OSIRIS-REx has captured an image of Earth as it flew by our planet for a gravity assist:
"The dark vertical streaks at the top of the image are caused by short exposure times (less than three milliseconds)," NASA officials wrote in an image description Tuesday (Sept. 26). "Short exposure times are required for imaging an object as bright as Earth, but are not anticipated for an object as dark as the asteroid Bennu, which the camera was designed to image."

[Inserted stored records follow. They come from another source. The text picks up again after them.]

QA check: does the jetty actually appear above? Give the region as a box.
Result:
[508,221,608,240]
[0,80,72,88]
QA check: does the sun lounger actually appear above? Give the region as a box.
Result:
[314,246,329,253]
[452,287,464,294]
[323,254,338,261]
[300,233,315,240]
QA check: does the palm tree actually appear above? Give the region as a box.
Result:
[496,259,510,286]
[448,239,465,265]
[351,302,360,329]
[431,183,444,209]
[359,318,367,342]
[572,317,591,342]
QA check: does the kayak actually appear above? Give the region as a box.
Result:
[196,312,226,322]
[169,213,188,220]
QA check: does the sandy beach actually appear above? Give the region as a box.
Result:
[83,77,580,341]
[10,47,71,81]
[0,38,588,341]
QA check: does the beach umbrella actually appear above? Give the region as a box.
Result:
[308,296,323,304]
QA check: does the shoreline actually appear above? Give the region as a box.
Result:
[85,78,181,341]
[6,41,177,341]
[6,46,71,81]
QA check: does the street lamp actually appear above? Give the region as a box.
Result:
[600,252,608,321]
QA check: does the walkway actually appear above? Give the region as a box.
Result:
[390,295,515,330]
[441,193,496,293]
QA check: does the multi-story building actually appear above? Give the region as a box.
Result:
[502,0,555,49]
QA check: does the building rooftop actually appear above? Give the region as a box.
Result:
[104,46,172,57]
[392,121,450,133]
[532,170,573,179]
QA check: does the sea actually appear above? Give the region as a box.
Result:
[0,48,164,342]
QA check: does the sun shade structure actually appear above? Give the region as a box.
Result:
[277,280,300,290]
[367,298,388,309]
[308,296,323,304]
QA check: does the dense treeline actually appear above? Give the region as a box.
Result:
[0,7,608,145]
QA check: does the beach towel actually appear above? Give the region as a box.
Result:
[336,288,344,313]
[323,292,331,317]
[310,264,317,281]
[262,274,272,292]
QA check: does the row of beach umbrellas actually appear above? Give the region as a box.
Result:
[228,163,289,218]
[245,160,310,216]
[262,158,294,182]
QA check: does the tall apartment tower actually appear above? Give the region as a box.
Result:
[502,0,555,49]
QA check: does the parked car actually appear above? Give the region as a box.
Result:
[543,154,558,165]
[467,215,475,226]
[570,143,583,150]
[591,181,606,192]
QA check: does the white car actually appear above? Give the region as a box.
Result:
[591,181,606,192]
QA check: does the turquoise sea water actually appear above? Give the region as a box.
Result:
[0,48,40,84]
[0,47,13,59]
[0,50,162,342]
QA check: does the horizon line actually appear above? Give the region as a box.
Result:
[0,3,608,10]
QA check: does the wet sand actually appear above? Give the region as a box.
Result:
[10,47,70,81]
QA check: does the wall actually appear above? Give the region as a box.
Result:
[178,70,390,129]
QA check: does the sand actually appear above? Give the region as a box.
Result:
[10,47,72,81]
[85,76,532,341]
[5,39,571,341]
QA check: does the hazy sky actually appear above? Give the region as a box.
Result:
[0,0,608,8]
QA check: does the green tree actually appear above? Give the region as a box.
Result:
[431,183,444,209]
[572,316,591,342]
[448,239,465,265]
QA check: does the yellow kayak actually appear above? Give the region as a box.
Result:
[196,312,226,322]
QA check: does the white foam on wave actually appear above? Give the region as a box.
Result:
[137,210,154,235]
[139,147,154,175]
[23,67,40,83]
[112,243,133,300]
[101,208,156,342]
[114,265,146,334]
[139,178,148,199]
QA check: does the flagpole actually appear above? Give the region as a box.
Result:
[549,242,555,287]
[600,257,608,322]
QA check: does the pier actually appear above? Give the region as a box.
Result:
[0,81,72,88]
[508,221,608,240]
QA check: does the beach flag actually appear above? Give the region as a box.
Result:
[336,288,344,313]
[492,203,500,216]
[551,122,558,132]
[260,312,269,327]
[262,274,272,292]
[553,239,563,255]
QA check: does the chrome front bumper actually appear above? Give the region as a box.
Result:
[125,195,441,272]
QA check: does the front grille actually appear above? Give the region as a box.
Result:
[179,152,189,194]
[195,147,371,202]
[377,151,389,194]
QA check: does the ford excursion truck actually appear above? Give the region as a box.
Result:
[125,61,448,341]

The $800 million OSIRIS-REx mission — whose name is short for Origins, Spectral Interpretation, Resource Identification, Security-Regolith Explorer — launched on Sept. 8, 2016. If all goes according to plan, the spacecraft will arrive at the 1,640-foot-wide (500 meters) Bennu late next year.
OSIRIS-REx will study the rock from orbit for more than 18 months and then head in to snag a sample of dirt and gravel from Bennu's surface in July 2020. This material will parachute to Earth's surface inside a special return capsule in September 2023.
Previously: OSIRIS-REx Asteroid Sample Return Mission - Launch Successful
(Score: 0) by Anonymous Coward on Wednesday September 27 2017, @06:05PM (12 children)
Why the fuck did they pick such a shitty photo of the Pacific Ocean for the article? They should have shown some landmasses instead, not just a bunch of water and clouds.
(Score: 0) by Anonymous Coward on Wednesday September 27 2017, @06:23PM (4 children)
The fuck is wrong with you? The climate on this planet is what makes it habitable. If anything, these 'bunches of water and clouds' are the thing that define this planet as what it is and what is present on it.
Dumb-ass...
(Score: 0) by Anonymous Coward on Wednesday September 27 2017, @06:32PM
Kids (of all ages) these days don't see the big picture anymore. I blame social media!
(Score: 1, Funny) by Anonymous Coward on Wednesday September 27 2017, @06:32PM (1 child)
OP has been sentenced to life imprisonment on Io.
(Score: 0) by Anonymous Coward on Thursday September 28 2017, @03:26AM
It is expected to be a short sentence.
(Score: 0) by Anonymous Coward on Wednesday September 27 2017, @06:44PM
NASA isn't going to convince voters and politicians to increase their budget if they give us boring photos like this.
(Score: 4, Insightful) by maxwell demon on Wednesday September 27 2017, @07:06PM (6 children)
Because the Earth happened to show that side to the space probe when it passed by for swingby? Remember, the probe didn't pass Earth in order to make a photo.
The Tao of math: The numbers you can count are not the real numbers.
(Score: 2) by PartTimeZombie on Wednesday September 27 2017, @08:08PM (5 children)
No, the probe passed by Earth to steal some of our precious gravity.
Dirty thief.
(Score: 3, Informative) by maxwell demon on Wednesday September 27 2017, @08:51PM (3 children)
Well, actually it stole some of Earth's kinetic energy. Gravity was only the device it used for that.
The Tao of math: The numbers you can count are not the real numbers.
(Score: 2) by isostatic on Wednesday September 27 2017, @10:11PM
Clearly we need to ensure we have the resources to chase after anything that steals our precious kinetic energy. I suggest a massive expansion of space funding.
(Score: 2) by wonkey_monkey on Wednesday September 27 2017, @10:12PM
Or gave it some. Depends on your point of view.
systemd is Roko's Basilisk
(Score: 2) by PartTimeZombie on Wednesday September 27 2017, @11:42PM
I don't care if it was kinetic energy [wikipedia.org] it stole, I want my share back!
(Score: 2) by Snow on Wednesday September 27 2017, @09:15PM
They should have just installed more before they sent it up.